Poniamo fine alle loro vite però ci raccontiamo di risparmiare loro “dolore, angoscia e sofferenza” e lo mettiamo nero su bianco. Forse così pensiamo che centinaia di nutrie moriranno tranquille. Peccato che le nutrie non sanno leggere, ma se anche fosse, non ci avrebbero mai creduto…

Infondo, che ne sappiamo di ciò che si prova di fronte alla morte? Nessuno è mai tornato indietro a raccontarlo e per ognuno di noi sarà l’esperienza unica più estrema e ignota.

Quindi con quale presunzione pensiamo che la Nutria intrappolata, ermeticamente chiusa, soffocata o colpita da pallini da caccia non provi dolore, angoscia e sofferenza?

È probabile che percepisca anche l’arrivo della morte.
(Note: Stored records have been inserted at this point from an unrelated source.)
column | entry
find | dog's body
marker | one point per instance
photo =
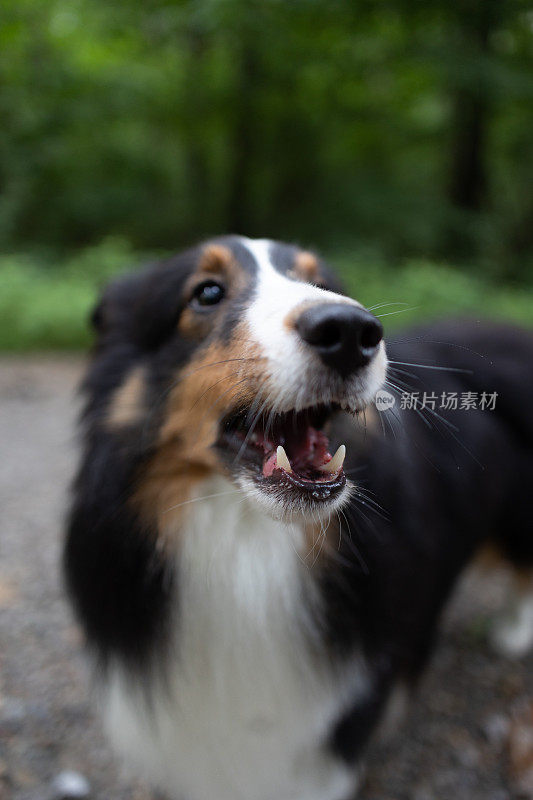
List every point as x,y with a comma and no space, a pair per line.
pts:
251,616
Nessuno su questa Terra può asserirlo, né immaginarlo. Nessuno. Allora se vogliamo essere spietati come siamo, non nascondiamoci dietro false parole simil-etiche perché non c’è nulla di etico nell’uccidere qualcuno solo perché “secondo noi” provoca danni (ma tutto è relativo…).
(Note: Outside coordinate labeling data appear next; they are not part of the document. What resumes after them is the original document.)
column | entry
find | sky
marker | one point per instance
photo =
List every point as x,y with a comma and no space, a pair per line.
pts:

Anche i bambini fanno inconsapevolmente danni. E allora? Per tutti i danni che noi, pur autonominandoci “sapiens”, abbiamo causato a questo pianeta nel giro di pochi secoli (un’inezia di fronte alla lunghissima storia della vita sulla Terra) e ai suoi viventi portandoli quasi tutti sul baratro dell’estinzione (si parla oggi di sesta estinzione di massa), allora noi dovremmo, secondo il nostro stesso criterio, essere annientati, scomparire dalla faccia della Terra.
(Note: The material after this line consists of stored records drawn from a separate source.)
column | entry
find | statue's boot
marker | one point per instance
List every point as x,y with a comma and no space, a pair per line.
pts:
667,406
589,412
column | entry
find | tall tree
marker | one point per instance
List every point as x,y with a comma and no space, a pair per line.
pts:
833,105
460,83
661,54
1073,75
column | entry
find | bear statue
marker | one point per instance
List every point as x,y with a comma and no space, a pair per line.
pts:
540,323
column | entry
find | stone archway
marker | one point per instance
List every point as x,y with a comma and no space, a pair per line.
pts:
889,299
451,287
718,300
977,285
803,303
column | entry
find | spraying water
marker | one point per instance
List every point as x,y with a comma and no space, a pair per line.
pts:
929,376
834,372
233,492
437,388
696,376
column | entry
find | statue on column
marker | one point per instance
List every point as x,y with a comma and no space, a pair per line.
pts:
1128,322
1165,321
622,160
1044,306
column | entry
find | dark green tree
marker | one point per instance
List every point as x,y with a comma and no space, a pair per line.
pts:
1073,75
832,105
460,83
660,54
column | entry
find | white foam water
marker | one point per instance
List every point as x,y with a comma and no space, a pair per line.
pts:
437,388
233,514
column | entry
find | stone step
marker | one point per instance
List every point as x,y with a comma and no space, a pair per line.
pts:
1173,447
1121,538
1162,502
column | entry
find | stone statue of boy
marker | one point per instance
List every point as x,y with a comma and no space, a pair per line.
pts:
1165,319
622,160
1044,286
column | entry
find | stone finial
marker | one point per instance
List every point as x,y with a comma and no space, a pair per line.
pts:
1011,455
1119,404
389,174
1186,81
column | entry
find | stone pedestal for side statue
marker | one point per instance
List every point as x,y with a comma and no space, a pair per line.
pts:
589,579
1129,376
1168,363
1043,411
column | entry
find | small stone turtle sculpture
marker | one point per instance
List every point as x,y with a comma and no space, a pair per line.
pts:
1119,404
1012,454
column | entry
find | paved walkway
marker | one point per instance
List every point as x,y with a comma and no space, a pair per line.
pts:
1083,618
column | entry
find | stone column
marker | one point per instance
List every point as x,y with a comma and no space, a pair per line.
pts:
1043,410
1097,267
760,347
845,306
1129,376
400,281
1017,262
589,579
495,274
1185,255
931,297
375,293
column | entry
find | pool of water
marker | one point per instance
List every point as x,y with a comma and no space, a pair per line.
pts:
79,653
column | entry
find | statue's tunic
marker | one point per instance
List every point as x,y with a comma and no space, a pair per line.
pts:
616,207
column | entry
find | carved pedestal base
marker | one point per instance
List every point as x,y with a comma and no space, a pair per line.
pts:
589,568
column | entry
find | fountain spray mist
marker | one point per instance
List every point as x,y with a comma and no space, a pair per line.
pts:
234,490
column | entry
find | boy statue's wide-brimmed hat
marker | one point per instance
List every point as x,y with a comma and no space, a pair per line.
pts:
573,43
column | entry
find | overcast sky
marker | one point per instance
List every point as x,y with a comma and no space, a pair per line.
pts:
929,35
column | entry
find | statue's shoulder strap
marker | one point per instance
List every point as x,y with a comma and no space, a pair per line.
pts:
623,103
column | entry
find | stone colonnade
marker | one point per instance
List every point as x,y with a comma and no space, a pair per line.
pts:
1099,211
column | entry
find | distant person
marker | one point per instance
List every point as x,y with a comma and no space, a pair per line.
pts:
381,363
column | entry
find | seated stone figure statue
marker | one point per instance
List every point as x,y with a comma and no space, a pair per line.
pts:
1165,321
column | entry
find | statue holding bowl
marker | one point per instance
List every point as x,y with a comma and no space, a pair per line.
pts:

Così smetteremo di fare danni, proprio come accadrà per la Nutria e la sua voglia di vivere…
Negli anni 70 del secolo scorso molti animali da noi definiti “nocivi” sono quasi scomparsi perché li abbiamo perseguitati, cacciati e uccisi. Erano Aquile reali, Lupi, Orsi, Linci, Volpi, ecc. Erano animali natii della nostra penisola, gli autoctoni.

Oggi i “nocivi” sono altri e si chiamano “alieni” e sono alloctoni, provengono cioè (e molto spesso grazie a noi) da lontano, ma noi reiteriamo e riserviamo loro lo stesso trattamento, senza pensare seriamente a delle alternative valide alla loro morte.

Cambiano gli scenari, cambiano gli animali e le piante, cambiano gli anni, solo una cosa non cambia in tutta questa violenza: il piedistallo sul quale ci siamo messi e dal quale emettiamo un auto-referenziato, inesorabile e dispotico giudizio sulle vite degli altri viventi. Questo sì, quello no.

Allora mi chiedo se davvero per le nutrie (e per tutti quei “chi” che idealmente loro rappresentano) non ci siano potute essere altre soluzioni, più etiche, più empatiche, più compassionevoli e alla fine anche più giuste, perché infondo le abbiamo importate noi, mica hanno attraversato l’oceano a nuoto! Siamo schizofrenici nei nostri comportamenti verso gli altri esseri viventi.

Un giorno tornai al laghetto e le nutrie non c’erano più. Scomparse! Mi intristii. Mi sono sempre chiesta cosa fosse loro accaduto. Oggi ho una risposta forse e non mi piace affatto.

Così la storia della Nutria finisce proprio male… e con essa si anneriscono i ricordi che tanti ragazzini e ragazzine come me avevano della conoscenza, dell’interazione e della curiosità verso questi particolari animali arrivati, non per volontà loro, dall’altra parte dell’oceano.

In quelle giornate all’aria aperta intorno al laghetto la loro presenza ha contribuito a renderci felici.
Ecco, non raccontiamo questa storia ai nostri bambini perché nel loro entusiastico e pulito modo di vedere la vita negli animali, ci rimarrebbero profondamente male e forse si chiederebbero se valga davvero la pena crescere ed entrare in quel mondo così incoerente, poco empatico e per certi versi oscuro di noi adulti; noi che ci illudiamo di “gestire” la natura e tutti i viventi e che non ci accorgiamo quanto questa nostra limitata e, per certi versi ridicola, visione ci stia tornando indietro come un velocissimo boomerang senza più controllo.